実子と養子

 ある街で金持と、彼の経営する工場で働く従業員の元に男の子が産まれる。

 不幸な事に両人の妻は出産直後に亡くなってしまった。

 妻を亡くした哀しみのあまりその従業員は忌引明けに重機械を誤操作してしまい下敷きになる。即死だった。まだ名前も付けられていない従業員の子は父親の死により天涯孤独となる。

 金持は部下の子の引き取り手が居ない事を知り、お互い子と引き換えに妻を亡くした者として、亡くなった従業員の子を哀れに思い引き取った。金持は実子を甲一、養子を乙二と名付けて育て始めた。


 甲一と乙二の二人は金持の庇護の元すくすくと育った。生まれた日が同じ男児二人、仲良く成長していった。成績は五十歩百歩、風貌も性格も似たりよったりで進路も同じだった。

 二人は同じ夢を見た。それは父親が携わっているのとは別の業界での成功であり、大学を出たら起業しようと決め、切磋琢磨して勉学に一層励むのだった。


 しかしここで兄弟は経営戦略を異にする。それは平行線でお互い一歩も譲る事無く、何度も舌戦を展開したがどうしても解りあえず、互いを不倶戴天の敵として袂を分かつ程であった。

 大学を卒業する前年、兄弟は父に自分達の進路を告げる。出資を募る為である。

 それまで二人を分け隔てなく育てていた金持の父親はここで対応を変えた。息子達に向かって曰く。

「お前達の夢は解った。若い内に挑戦すると良い。甲一は我が実子だから卒業したら一億円出資しよう。乙二は養子だから出資しない。大学を出たら好きにしろ」


 こうして親から多額の出資を受けた実子の甲一は残りの学生生活を優雅に過ごす。

 一銭も援助を受けられなかった養子の乙二はバイトを掛け持ちし必死になって開業資金を稼ぎつつ単位ぎりぎりで何とか卒業に漕ぎ着けた。汗水垂らして掻き集めた開業資金は百万円になった。

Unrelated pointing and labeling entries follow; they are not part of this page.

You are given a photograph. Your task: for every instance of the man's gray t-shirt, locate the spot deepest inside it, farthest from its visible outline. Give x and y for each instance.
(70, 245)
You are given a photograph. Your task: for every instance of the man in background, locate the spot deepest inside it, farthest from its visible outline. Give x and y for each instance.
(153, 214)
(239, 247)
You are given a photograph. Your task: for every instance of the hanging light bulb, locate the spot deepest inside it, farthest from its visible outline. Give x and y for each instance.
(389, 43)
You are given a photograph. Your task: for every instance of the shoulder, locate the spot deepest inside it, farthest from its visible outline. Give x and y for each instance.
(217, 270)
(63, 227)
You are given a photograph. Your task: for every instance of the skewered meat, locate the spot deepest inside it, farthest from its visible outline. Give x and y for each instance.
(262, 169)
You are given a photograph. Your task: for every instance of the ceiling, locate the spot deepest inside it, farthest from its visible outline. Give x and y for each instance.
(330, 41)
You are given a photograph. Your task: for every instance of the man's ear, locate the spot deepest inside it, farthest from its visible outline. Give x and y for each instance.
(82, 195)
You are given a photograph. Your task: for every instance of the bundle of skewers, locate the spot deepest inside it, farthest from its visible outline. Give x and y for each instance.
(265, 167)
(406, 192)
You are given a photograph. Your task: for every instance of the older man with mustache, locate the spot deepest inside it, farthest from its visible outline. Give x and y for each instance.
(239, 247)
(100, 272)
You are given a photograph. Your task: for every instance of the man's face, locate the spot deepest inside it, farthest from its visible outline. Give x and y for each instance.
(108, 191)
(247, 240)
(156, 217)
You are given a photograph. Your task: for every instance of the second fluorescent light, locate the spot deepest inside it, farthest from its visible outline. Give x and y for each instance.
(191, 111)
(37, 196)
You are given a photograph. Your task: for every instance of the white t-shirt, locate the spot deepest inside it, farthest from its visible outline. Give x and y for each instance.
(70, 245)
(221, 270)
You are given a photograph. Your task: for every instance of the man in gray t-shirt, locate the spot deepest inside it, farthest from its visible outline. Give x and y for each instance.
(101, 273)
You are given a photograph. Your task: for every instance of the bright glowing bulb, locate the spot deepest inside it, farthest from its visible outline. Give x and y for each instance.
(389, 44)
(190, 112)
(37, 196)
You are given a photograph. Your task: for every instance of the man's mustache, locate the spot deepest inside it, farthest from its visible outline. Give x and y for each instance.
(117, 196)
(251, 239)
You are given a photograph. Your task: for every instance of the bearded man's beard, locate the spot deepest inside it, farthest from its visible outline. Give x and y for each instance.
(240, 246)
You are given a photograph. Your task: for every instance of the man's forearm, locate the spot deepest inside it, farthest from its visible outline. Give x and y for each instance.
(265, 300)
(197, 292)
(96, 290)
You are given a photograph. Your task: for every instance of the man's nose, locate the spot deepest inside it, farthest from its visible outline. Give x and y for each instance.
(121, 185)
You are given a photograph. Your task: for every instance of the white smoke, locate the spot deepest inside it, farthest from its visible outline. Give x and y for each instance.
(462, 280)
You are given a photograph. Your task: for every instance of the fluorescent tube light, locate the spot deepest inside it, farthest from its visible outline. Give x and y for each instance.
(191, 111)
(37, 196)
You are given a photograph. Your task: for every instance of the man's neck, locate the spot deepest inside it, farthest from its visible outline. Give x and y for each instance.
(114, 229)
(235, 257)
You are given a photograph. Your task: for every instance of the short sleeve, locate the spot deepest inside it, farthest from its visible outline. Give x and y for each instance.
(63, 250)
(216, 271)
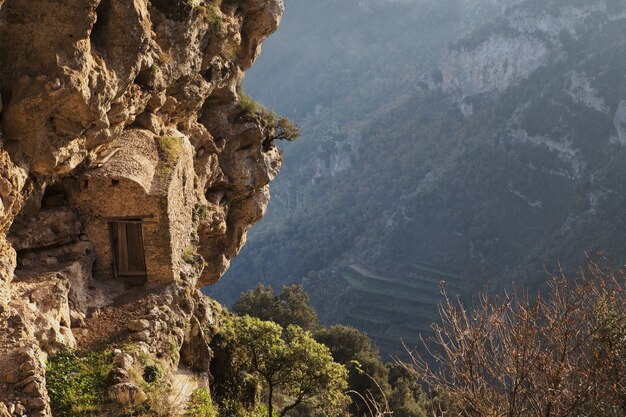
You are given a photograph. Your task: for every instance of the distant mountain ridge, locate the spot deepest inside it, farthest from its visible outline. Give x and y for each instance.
(503, 157)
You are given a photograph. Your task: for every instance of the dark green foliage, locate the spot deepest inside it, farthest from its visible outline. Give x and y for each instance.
(200, 404)
(76, 383)
(291, 367)
(152, 373)
(291, 306)
(275, 128)
(425, 187)
(407, 399)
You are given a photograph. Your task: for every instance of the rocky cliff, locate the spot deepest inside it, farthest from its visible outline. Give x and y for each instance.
(129, 176)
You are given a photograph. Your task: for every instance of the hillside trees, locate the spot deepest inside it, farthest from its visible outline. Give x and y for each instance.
(292, 367)
(560, 355)
(291, 306)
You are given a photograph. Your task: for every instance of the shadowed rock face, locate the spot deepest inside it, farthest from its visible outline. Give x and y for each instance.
(75, 77)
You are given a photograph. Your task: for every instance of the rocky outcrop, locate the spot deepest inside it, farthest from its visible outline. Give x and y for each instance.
(153, 86)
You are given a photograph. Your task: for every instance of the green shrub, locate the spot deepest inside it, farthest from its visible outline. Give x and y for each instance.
(152, 373)
(200, 404)
(211, 13)
(275, 128)
(76, 383)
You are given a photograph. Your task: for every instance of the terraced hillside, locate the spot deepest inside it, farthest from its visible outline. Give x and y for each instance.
(393, 309)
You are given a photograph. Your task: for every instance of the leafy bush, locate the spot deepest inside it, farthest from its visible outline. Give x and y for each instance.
(152, 373)
(275, 127)
(200, 404)
(291, 306)
(170, 147)
(76, 383)
(211, 13)
(293, 369)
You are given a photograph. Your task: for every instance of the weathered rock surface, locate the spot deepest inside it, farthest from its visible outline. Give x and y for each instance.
(138, 96)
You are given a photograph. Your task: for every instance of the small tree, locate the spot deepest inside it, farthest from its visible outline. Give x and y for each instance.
(291, 306)
(292, 364)
(560, 356)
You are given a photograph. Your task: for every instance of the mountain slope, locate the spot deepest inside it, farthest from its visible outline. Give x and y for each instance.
(503, 158)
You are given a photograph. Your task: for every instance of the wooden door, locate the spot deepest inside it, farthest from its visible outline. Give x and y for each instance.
(128, 253)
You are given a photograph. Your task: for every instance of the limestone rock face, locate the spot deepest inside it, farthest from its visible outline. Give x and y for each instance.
(128, 172)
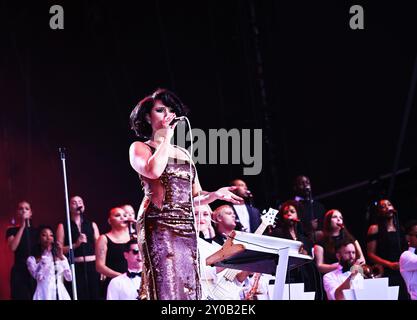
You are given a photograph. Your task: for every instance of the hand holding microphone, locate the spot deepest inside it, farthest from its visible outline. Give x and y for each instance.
(341, 225)
(176, 119)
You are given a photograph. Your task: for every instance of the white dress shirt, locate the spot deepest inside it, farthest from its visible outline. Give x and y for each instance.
(332, 280)
(214, 286)
(408, 269)
(243, 215)
(123, 288)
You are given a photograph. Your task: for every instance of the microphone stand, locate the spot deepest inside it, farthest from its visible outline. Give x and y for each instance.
(311, 213)
(29, 250)
(53, 251)
(83, 253)
(71, 251)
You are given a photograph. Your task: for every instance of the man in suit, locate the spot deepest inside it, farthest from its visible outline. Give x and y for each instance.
(248, 218)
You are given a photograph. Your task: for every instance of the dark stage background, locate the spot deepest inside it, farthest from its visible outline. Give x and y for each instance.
(330, 100)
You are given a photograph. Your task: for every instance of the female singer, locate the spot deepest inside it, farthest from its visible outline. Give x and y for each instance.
(49, 267)
(333, 232)
(166, 230)
(20, 240)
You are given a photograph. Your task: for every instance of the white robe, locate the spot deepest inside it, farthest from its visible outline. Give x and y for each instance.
(44, 273)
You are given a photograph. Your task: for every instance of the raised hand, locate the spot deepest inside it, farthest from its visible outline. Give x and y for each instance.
(226, 194)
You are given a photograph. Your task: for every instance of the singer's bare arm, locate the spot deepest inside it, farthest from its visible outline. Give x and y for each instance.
(96, 232)
(224, 194)
(372, 247)
(319, 257)
(13, 241)
(101, 252)
(147, 164)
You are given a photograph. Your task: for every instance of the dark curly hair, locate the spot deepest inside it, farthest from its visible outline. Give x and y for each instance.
(138, 121)
(37, 249)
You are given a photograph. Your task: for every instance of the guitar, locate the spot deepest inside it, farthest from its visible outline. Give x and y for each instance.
(225, 284)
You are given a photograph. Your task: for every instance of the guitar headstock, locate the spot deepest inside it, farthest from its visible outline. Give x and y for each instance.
(268, 217)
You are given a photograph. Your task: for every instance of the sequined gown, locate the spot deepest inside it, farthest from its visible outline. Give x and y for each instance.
(167, 236)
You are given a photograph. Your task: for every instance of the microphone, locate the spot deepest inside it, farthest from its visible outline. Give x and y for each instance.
(54, 249)
(176, 119)
(308, 192)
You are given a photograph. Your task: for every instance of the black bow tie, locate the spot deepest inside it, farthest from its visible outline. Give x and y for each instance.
(133, 274)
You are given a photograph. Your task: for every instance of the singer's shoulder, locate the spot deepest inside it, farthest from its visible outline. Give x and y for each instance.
(139, 147)
(373, 229)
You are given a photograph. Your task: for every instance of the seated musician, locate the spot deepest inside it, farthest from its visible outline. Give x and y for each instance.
(224, 221)
(217, 283)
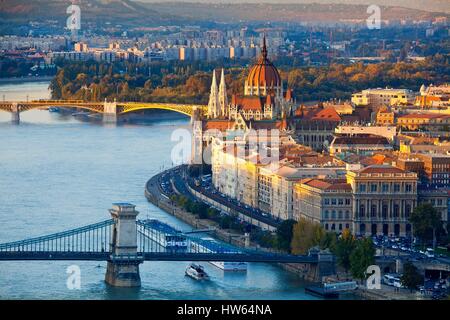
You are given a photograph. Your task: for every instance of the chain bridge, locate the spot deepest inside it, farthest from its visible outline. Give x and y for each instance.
(109, 110)
(125, 242)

 兄弟は大学を卒業後、直ちに開業した。甲一は親から貰った一億円でそれなりの会社を興し、乙二は汗水垂らして稼いだ百万円を元手にして小さい事務所を構えた。

 同じ業界で一年間経営し決算を向かえた時、甲一は出資金一億円が二億円になっていた。対して乙二は元手の百万円を一千万円に増やしていた。

 二人の息子の成績を聞いて父親の金持が嘆息しながら漏らした。

「私は経営者なのに自分の息子の才覚も見抜けなかった。乙二に一億円出資していれば今頃十億円に増やしていただろうに」


 このように与えられた物が少ない者は大きな伸びしろがあるので、多くを与えられた者を妬んではいけないのだ。